Prioritized Multi-Step Decision-Making Gray Wolf Optimization Algorithm for Engineering Applications


Dagal I., DEMİRCİ A., Harrison A., Mbasso W. F., TERCAN S. M., AKIN B., ...More

Engineering Reports, vol.7, no.5, 2025 (ESCI, Scopus) identifier identifier identifier

  • Publication Type: Article / Article
  • Volume: 7 Issue: 5
  • Publication Date: 2025
  • Doi Number: 10.1002/eng2.70154
  • Journal Name: Engineering Reports
  • Journal Indexes: Emerging Sources Citation Index (ESCI), Scopus
  • Keywords: dynamic role reassignment, exploration–exploitation balance, gray wolf optimizer (GWO), multi-objective optimization, prey mimicking and escape mechanism, prey-movement strategy
  • Yıldız Technical University Affiliated: Yes

Abstract

This article introduces the Prey-Movement Strategy Gray Wolf Optimizer (PMS-GWO), an enhanced version of the Gray Wolf Optimizer (GWO) designed to improve optimization efficiency through a novel multi-step decision-making process.
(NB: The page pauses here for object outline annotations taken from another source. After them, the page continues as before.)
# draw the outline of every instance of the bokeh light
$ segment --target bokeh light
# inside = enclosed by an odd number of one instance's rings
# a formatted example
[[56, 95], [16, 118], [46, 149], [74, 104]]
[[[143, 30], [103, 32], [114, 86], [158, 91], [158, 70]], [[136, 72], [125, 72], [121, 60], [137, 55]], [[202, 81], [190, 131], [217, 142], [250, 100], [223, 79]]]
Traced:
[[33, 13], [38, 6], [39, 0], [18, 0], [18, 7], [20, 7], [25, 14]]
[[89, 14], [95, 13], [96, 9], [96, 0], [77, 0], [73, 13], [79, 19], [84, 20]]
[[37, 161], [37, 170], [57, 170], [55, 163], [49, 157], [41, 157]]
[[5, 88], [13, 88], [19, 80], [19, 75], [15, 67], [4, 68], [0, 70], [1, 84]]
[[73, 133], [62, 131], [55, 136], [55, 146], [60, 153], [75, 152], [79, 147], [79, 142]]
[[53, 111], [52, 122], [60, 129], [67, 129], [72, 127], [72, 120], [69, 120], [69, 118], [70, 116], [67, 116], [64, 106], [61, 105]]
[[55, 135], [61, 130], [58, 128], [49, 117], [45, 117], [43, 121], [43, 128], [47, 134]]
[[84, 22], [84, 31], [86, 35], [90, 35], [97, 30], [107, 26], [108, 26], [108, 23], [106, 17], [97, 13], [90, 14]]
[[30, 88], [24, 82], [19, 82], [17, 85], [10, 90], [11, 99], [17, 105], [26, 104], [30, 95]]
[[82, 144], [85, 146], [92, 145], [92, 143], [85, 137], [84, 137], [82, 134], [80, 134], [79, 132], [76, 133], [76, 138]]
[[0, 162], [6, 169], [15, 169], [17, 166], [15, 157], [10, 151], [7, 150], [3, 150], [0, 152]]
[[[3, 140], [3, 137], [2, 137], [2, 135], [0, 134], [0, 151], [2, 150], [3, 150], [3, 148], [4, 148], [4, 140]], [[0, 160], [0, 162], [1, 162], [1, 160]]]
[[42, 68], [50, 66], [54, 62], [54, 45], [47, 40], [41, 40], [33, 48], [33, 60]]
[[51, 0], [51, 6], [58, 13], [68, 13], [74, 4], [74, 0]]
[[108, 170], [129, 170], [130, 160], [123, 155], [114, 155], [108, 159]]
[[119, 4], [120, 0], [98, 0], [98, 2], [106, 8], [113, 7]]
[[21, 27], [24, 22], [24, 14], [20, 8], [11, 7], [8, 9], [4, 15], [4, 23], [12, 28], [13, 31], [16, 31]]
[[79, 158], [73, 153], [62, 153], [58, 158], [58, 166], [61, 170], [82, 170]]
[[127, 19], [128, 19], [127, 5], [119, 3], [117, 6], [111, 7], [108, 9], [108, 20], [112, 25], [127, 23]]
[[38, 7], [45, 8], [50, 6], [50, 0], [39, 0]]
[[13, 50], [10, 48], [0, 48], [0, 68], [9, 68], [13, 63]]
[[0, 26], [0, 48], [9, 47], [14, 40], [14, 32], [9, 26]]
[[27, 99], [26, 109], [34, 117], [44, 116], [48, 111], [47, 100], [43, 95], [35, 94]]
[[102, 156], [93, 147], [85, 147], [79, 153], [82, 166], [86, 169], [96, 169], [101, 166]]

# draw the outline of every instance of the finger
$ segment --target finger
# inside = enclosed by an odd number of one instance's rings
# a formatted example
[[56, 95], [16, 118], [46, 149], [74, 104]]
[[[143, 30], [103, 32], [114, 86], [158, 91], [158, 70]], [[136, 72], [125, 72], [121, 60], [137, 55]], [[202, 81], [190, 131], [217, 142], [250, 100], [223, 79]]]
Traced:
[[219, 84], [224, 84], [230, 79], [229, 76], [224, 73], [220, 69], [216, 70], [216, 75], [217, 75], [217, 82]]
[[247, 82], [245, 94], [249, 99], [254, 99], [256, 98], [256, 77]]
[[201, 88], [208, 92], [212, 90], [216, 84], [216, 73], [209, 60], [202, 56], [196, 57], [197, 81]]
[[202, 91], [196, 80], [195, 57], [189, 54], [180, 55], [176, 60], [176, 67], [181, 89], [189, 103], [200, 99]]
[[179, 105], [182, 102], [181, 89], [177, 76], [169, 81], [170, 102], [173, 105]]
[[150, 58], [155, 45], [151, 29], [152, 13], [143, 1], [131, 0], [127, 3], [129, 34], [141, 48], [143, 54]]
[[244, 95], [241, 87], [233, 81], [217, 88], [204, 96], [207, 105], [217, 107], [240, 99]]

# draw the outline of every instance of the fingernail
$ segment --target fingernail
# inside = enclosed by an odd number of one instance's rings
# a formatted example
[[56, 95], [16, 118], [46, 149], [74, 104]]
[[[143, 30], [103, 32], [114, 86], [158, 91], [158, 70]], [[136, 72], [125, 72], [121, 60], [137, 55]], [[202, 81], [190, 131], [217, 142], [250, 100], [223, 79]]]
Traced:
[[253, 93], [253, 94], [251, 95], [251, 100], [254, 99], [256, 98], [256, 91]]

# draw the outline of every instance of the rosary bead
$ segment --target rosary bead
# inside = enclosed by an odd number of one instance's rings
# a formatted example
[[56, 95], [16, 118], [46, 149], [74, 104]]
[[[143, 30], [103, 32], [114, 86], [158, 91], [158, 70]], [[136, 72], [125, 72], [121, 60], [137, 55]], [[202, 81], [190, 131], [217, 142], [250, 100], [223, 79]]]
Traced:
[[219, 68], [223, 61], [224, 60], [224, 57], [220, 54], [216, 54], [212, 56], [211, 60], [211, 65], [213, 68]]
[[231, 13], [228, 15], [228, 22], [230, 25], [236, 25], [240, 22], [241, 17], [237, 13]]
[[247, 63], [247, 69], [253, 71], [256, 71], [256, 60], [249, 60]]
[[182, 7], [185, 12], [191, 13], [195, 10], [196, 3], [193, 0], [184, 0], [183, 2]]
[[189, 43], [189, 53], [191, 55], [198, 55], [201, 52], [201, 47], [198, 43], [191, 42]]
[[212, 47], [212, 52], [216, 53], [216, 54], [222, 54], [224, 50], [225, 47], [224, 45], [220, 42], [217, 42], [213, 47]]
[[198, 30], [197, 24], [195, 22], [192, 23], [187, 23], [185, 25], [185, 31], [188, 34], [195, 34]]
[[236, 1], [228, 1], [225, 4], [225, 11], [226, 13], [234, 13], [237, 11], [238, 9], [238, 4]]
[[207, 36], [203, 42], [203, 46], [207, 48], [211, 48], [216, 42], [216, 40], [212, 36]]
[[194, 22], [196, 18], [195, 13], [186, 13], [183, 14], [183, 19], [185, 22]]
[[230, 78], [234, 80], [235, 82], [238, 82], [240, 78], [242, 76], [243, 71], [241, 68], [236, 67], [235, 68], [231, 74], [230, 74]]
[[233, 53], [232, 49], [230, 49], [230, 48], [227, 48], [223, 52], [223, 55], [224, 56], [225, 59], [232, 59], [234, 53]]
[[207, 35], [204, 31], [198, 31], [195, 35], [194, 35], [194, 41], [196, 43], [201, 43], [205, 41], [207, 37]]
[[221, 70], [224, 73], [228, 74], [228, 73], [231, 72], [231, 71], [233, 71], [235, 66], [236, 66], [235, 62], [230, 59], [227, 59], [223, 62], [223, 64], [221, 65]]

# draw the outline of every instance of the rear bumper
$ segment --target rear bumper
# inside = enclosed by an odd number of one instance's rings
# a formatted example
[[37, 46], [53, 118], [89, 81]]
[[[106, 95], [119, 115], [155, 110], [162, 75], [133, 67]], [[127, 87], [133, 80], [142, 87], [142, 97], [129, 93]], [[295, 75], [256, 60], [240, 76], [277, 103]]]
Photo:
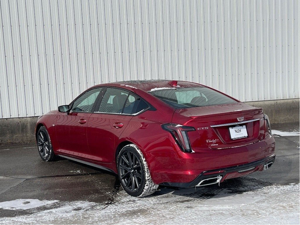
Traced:
[[188, 183], [165, 182], [162, 185], [188, 188], [202, 186], [222, 182], [225, 180], [238, 177], [256, 171], [262, 171], [272, 166], [275, 160], [273, 154], [262, 159], [234, 166], [202, 172], [196, 179]]

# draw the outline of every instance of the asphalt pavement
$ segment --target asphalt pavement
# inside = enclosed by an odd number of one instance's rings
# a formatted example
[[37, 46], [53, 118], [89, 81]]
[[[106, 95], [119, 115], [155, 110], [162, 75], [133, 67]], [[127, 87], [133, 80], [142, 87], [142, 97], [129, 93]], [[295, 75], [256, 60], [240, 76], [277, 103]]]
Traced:
[[[272, 129], [298, 131], [299, 125], [275, 124]], [[249, 176], [263, 181], [265, 186], [271, 183], [298, 184], [299, 136], [274, 135], [274, 138], [276, 157], [274, 165], [266, 171]], [[242, 178], [228, 180], [221, 183], [218, 188], [230, 188], [233, 184], [235, 186], [247, 186], [251, 183], [247, 183], [247, 179], [245, 182], [242, 181]], [[160, 186], [159, 189], [164, 190], [164, 193], [176, 190], [180, 194], [181, 191], [185, 191], [184, 188]], [[234, 193], [239, 193], [238, 188], [232, 189]], [[109, 204], [113, 203], [116, 195], [122, 190], [114, 174], [63, 158], [51, 162], [43, 161], [35, 143], [0, 146], [0, 203], [30, 199]], [[154, 195], [159, 194], [158, 192]], [[2, 218], [33, 213], [0, 207], [0, 224]]]

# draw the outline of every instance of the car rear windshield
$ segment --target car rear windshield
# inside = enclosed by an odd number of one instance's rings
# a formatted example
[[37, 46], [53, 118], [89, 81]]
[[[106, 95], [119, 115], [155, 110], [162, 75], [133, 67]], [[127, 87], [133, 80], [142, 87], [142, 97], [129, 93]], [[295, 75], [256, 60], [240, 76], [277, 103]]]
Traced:
[[168, 88], [149, 93], [175, 109], [236, 102], [223, 94], [204, 87]]

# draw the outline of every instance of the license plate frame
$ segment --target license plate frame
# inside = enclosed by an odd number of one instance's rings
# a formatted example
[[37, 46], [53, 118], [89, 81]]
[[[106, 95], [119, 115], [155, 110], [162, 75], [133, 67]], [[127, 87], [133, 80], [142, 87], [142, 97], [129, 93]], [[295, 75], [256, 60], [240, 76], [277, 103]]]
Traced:
[[230, 127], [228, 129], [229, 137], [231, 140], [246, 138], [248, 137], [245, 124]]

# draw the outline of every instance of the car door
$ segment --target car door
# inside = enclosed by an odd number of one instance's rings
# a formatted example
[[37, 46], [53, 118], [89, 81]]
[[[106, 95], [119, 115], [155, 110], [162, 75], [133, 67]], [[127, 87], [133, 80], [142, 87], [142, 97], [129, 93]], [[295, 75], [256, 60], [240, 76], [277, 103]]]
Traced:
[[87, 124], [102, 88], [89, 90], [70, 104], [68, 112], [62, 113], [57, 121], [58, 152], [64, 154], [84, 159], [90, 158], [86, 137]]
[[134, 99], [125, 90], [107, 88], [88, 122], [87, 139], [92, 160], [112, 162], [116, 143], [133, 117], [130, 110]]

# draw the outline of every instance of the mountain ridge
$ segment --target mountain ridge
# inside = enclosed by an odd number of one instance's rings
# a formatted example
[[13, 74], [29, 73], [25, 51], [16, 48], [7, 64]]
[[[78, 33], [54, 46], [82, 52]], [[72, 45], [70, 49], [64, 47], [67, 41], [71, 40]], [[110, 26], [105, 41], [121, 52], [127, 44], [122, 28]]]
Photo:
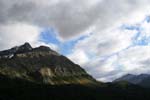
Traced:
[[139, 85], [144, 88], [150, 88], [150, 74], [139, 74], [139, 75], [127, 74], [114, 80], [113, 82], [116, 83], [121, 81], [127, 81], [129, 83]]
[[29, 43], [0, 52], [0, 74], [44, 84], [91, 84], [96, 82], [79, 65], [49, 47]]

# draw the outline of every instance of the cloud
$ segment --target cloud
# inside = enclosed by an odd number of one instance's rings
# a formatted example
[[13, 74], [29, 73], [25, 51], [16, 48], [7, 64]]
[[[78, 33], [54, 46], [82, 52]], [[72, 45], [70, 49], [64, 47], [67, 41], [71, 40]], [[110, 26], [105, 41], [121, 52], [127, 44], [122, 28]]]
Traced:
[[150, 73], [148, 27], [149, 22], [144, 20], [127, 27], [114, 26], [104, 33], [91, 34], [78, 41], [73, 51], [81, 50], [90, 60], [81, 63], [79, 53], [76, 54], [78, 56], [71, 54], [71, 59], [77, 59], [74, 61], [100, 81], [112, 81], [128, 73]]
[[30, 42], [33, 47], [47, 45], [54, 50], [57, 46], [52, 43], [44, 43], [40, 40], [43, 31], [40, 27], [26, 23], [11, 23], [0, 25], [0, 50]]
[[[136, 69], [146, 72], [149, 48], [141, 46], [149, 44], [149, 24], [137, 22], [150, 14], [149, 4], [149, 0], [0, 0], [0, 49], [28, 41], [58, 50], [58, 45], [40, 40], [45, 28], [54, 29], [62, 44], [92, 33], [75, 42], [67, 56], [97, 79], [112, 80]], [[144, 31], [137, 36], [139, 30], [122, 29], [123, 24], [138, 24]]]
[[91, 27], [105, 30], [148, 6], [149, 0], [1, 0], [0, 22], [53, 27], [68, 39]]

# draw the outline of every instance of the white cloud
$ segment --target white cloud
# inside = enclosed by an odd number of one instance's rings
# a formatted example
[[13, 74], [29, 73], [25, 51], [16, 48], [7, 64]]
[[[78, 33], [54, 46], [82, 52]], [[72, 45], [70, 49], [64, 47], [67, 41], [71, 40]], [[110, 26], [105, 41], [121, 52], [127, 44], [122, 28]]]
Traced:
[[141, 19], [149, 4], [149, 0], [1, 0], [0, 22], [49, 26], [69, 39], [92, 26], [103, 31], [132, 15], [132, 21]]
[[42, 28], [26, 23], [0, 25], [0, 50], [18, 46], [25, 42], [31, 43], [33, 47], [47, 45], [54, 50], [58, 50], [58, 47], [54, 44], [39, 41], [41, 32]]

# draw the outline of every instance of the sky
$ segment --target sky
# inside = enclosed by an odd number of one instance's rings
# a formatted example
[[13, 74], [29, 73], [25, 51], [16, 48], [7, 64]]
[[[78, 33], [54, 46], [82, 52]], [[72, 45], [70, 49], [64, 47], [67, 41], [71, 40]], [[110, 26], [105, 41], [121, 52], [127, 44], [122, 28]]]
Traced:
[[46, 45], [99, 81], [150, 73], [150, 0], [0, 0], [0, 50]]

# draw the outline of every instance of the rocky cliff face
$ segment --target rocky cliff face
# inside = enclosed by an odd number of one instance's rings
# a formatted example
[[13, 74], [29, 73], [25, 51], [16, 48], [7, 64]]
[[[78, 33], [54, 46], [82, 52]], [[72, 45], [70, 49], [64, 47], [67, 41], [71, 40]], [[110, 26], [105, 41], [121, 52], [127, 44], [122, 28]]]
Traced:
[[29, 43], [0, 52], [0, 75], [39, 84], [93, 84], [96, 82], [84, 69], [68, 58]]

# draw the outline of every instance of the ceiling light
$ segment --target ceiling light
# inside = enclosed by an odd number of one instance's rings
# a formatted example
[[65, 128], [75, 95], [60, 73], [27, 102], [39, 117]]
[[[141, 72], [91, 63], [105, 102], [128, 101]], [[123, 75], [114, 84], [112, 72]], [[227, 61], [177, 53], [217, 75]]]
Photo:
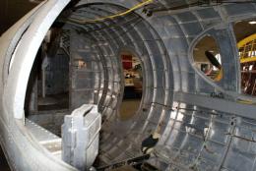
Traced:
[[256, 21], [249, 22], [250, 25], [256, 25]]

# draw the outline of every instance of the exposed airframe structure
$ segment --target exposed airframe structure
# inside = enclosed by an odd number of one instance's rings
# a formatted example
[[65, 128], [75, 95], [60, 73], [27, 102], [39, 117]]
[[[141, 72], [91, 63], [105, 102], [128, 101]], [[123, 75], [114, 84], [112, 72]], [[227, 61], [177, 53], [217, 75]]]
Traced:
[[[98, 66], [91, 76], [90, 91], [79, 96], [72, 89], [71, 101], [73, 108], [81, 105], [82, 97], [98, 104], [103, 118], [98, 157], [103, 163], [140, 156], [141, 142], [160, 126], [161, 138], [149, 158], [160, 170], [256, 169], [256, 100], [240, 93], [232, 30], [235, 22], [256, 17], [255, 3], [167, 10], [190, 2], [144, 1], [125, 15], [98, 21], [140, 3], [48, 0], [1, 36], [0, 140], [13, 170], [76, 170], [43, 147], [26, 124], [30, 73], [54, 22], [69, 30], [70, 56], [90, 49], [87, 56]], [[158, 13], [149, 15], [154, 10]], [[193, 48], [205, 35], [213, 36], [221, 50], [224, 78], [218, 83], [193, 65]], [[138, 54], [144, 70], [141, 106], [129, 121], [118, 119], [121, 49]], [[213, 92], [224, 96], [211, 96]]]

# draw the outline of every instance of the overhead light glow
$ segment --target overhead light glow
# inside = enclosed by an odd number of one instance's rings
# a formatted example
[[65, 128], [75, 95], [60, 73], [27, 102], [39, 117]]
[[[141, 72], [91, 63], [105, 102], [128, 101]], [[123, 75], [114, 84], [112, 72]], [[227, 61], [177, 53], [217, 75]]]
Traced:
[[250, 25], [256, 25], [256, 21], [249, 22]]

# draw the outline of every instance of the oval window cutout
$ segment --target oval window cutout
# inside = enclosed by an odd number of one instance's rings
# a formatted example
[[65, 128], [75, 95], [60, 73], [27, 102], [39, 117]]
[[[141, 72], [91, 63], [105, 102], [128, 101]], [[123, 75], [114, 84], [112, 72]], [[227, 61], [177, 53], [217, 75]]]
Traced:
[[131, 119], [140, 108], [143, 92], [143, 70], [140, 59], [130, 51], [121, 52], [124, 93], [120, 106], [120, 120]]
[[194, 65], [215, 82], [223, 79], [222, 57], [213, 36], [203, 37], [193, 49]]

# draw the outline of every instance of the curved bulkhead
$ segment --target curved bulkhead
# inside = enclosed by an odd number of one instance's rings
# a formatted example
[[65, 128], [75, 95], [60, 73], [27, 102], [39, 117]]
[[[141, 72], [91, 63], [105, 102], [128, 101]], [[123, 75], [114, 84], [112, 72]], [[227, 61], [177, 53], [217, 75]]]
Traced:
[[[49, 0], [1, 36], [0, 142], [13, 170], [76, 170], [43, 147], [27, 123], [28, 118], [47, 120], [27, 113], [25, 101], [37, 51], [53, 27], [68, 34], [63, 46], [71, 61], [82, 57], [92, 64], [90, 74], [80, 76], [88, 85], [79, 78], [70, 87], [68, 112], [84, 103], [98, 105], [102, 123], [95, 167], [141, 156], [143, 140], [160, 130], [160, 142], [148, 159], [160, 170], [255, 169], [256, 100], [240, 93], [232, 25], [255, 17], [256, 6], [167, 10], [176, 5], [167, 0]], [[193, 61], [196, 44], [209, 35], [222, 55], [219, 82]], [[140, 108], [126, 121], [119, 116], [124, 49], [140, 58], [144, 78]], [[79, 75], [73, 72], [70, 78], [75, 77]]]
By integrating adaptive exploration–exploitation strategies, PMS-GWO dynamically manages leadership roles, balances local and global searches, and introduces a prey escape mechanism, significantly improving solution diversity. Comparative analysis across 23 benchmark functions demonstrates PMS-GWO's superior performance, achieving up to 28.6% faster convergence and a 55.5%–93.8% increase in solution accuracy compared to the standard GWO. Notably, PMS-GWO enhances computational efficiency by 21.7%–27.4% and shows a 168.8% improvement in solution accuracy for the complex Michalewicz function over the baseline GWO. Visual convergence speed analysis, evidenced by a rapid fitness value decline within 100 iterations, reveals PMS-GWO's quickest convergence time of 0.02 s among tested algorithms. Furthermore, a comparison of runtime for several algorithms, including PMS-GWO, MMCCS-GWO, CC-GWO, MGWO, and GWO, clearly indicates that PMS-GWO achieves the lowest runtime of 2.364 s, significantly faster than CC-GWO and MGWO, which both exceed 5 s. This visual representation highlights the computational efficiency of PMS-GWO compared to other algorithms. PMS-GWO also outperforms advanced GWO variants like MMSCC-GWO, MGWO, and CCS-GWO, particularly in complex optimization landscapes, highlighting its adaptability and effectiveness for real-world applications in energy systems and engineering design. The multi-step decision-making process implemented in PMS-GWO is critical to achieving these improved convergence and diversity metrics.